Let us first begin by seperating our dat into Training and Testing sets
spl = createDataPartition(stroke_data_filt$stroke, p = 0.8, list = FALSE) # 80% for training
StrokeTrain = stroke_data_filt[spl,]
StrokeTest = stroke_data_filt[-spl,]What is LDA:
Linear Discriminant Analysis (LDA) is a supervised machine learning algorithm used for classification and dimensionality reduction. It is particularly effective when the response variable (target) has multiple classes, and the goal is to separate these classes based on a set of predictors (features).
Assumptions: The predictors for each class are normally distributed. All classes share the same covariance matrix (homoscedasticity). Classes are linearly separable.
Linear Discriminant Analysis (LDA) and Quadratic Discriminant Analysis (QDA) are both classification algorithms that assume data follows a Gaussian distribution but differ in how they handle covariance structures. LDA assumes that all classes share the same covariance matrix, making it effective when decision boundaries are linear and the dataset is smaller, as it estimates fewer parameters. QDA, on the other hand, allows each class to have its own covariance matrix, making it more flexible for capturing non-linear decision boundaries. However, QDA requires larger datasets to estimate the covariance matrices accurately and may overfit when the sample size is limited. The choice between LDA and QDA depends on the dataset’s covariance structure, size, and the complexity of class separation.
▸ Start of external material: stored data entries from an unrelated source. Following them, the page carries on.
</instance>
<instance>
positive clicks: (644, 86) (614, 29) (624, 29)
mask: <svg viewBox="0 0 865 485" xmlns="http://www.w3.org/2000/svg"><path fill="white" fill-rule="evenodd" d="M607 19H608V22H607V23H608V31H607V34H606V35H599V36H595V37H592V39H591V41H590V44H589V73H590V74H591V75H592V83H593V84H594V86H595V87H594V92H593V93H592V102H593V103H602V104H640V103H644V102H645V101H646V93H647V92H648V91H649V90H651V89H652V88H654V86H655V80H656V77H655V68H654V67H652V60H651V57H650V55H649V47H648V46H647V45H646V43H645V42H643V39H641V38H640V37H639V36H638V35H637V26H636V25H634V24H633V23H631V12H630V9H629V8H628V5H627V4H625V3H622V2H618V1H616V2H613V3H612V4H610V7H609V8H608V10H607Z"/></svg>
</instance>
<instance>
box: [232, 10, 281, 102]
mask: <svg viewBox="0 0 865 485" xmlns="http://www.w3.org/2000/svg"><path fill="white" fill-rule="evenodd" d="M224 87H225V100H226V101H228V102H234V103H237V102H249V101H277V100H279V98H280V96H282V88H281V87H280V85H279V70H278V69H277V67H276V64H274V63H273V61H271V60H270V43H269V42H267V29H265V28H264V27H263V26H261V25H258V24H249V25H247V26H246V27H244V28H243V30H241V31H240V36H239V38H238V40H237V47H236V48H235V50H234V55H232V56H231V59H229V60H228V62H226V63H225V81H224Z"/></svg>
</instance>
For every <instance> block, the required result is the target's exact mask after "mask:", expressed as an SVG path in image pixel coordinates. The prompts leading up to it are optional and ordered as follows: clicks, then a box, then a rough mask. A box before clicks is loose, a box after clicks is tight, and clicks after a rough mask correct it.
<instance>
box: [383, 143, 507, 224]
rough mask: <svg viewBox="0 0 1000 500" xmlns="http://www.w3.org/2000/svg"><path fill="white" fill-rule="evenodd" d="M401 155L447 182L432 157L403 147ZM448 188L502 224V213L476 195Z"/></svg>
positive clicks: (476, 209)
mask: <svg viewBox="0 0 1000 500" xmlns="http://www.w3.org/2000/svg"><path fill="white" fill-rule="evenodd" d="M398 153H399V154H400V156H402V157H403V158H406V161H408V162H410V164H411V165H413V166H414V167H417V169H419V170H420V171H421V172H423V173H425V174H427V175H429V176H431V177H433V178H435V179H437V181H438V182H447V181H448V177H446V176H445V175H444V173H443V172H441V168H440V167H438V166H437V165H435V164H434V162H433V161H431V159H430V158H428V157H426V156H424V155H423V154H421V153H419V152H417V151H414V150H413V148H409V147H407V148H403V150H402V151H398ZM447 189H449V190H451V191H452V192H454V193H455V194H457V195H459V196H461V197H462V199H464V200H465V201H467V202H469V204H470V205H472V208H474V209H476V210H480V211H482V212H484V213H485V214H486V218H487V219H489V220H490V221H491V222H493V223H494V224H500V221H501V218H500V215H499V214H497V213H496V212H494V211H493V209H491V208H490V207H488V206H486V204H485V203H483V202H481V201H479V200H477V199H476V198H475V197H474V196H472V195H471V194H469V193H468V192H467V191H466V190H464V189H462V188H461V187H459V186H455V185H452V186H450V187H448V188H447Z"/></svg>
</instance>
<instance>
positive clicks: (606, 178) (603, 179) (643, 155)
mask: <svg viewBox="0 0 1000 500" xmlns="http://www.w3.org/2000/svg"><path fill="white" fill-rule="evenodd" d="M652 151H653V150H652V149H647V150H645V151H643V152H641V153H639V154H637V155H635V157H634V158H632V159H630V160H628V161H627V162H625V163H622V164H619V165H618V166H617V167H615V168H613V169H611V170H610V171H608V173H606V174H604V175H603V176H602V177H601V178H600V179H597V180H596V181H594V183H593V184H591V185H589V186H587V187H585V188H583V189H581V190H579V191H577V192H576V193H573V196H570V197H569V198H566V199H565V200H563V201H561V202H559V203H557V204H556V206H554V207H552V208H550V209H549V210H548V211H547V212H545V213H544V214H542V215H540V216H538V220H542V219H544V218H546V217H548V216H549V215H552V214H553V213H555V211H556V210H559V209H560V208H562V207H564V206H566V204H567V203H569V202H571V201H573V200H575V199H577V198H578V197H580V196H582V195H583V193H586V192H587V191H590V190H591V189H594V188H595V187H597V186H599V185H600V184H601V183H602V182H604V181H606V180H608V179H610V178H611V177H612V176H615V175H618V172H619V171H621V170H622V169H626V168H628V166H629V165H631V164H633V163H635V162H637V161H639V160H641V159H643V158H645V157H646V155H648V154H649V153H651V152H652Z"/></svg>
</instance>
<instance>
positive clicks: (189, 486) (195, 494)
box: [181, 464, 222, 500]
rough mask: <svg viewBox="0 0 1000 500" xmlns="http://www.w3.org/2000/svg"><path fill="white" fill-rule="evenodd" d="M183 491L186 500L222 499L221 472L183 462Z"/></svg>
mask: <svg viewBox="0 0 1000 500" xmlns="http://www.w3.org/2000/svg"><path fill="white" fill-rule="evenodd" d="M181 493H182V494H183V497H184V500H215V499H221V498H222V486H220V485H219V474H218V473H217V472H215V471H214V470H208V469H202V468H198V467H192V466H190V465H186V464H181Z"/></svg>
For these reasons we will work with LDA
## Call:
## lda(stroke ~ ., data = StrokeTrain, prior = c(0.95, 0.05))
##
## Prior probabilities of groups:
## No Yes
## 0.95 0.05
##
## Group means:
## genderMale genderOther age hypertension heart_disease ever_marriedYes
## No 0.4106454 0.0002571355 41.84084 0.08588326 0.04474158 0.6389817
## Yes 0.4600000 0.0000000000 68.48000 0.27000000 0.19000000 0.8850000
## work_typeGovt_job work_typeNever_worked work_typePrivate
## No 0.1321677 0.00514271 0.5638982
## Yes 0.1300000 0.00000000 0.5800000
## work_typeSelf-employed Residence_typeUrban avg_glucose_level bmi
## No 0.1542813 0.495243 104.6201 28.84564
## Yes 0.2800000 0.535000 134.8949 30.07750
## smoking_statusnever smoked smoking_statussmokes smoking_statusUnknown
## No 0.3695037 0.1545384 0.311134
## Yes 0.3650000 0.1600000 0.185000
##
## Coefficients of linear discriminants:
## LD1
## genderMale 0.073425479
## genderOther -0.462367769
## age 0.050780450
## hypertension 0.640855229
## heart_disease 0.852091140
## ever_marriedYes -0.579794137
## work_typeGovt_job -1.062175193
## work_typeNever_worked -0.409826897
## work_typePrivate -0.788676856
## work_typeSelf-employed -1.027758321
## Residence_typeUrban 0.088798607
## avg_glucose_level 0.005616711
## bmi -0.013806883
## smoking_statusnever smoked -0.164321656
## smoking_statussmokes -0.067868070
## smoking_statusUnknown -0.064960868
This output shows the results of a Linear Discriminant Analysis (LDA) model predicting the likelihood of stroke (stroke) based on several predictors. The prior probabilities are set at 0.95 for “No” (no stroke) and 0.05 for “Yes” (stroke), reflecting a class imbalance. The group means reveal differences between individuals with and without strokes, such as higher average age, glucose levels, and BMI among stroke cases.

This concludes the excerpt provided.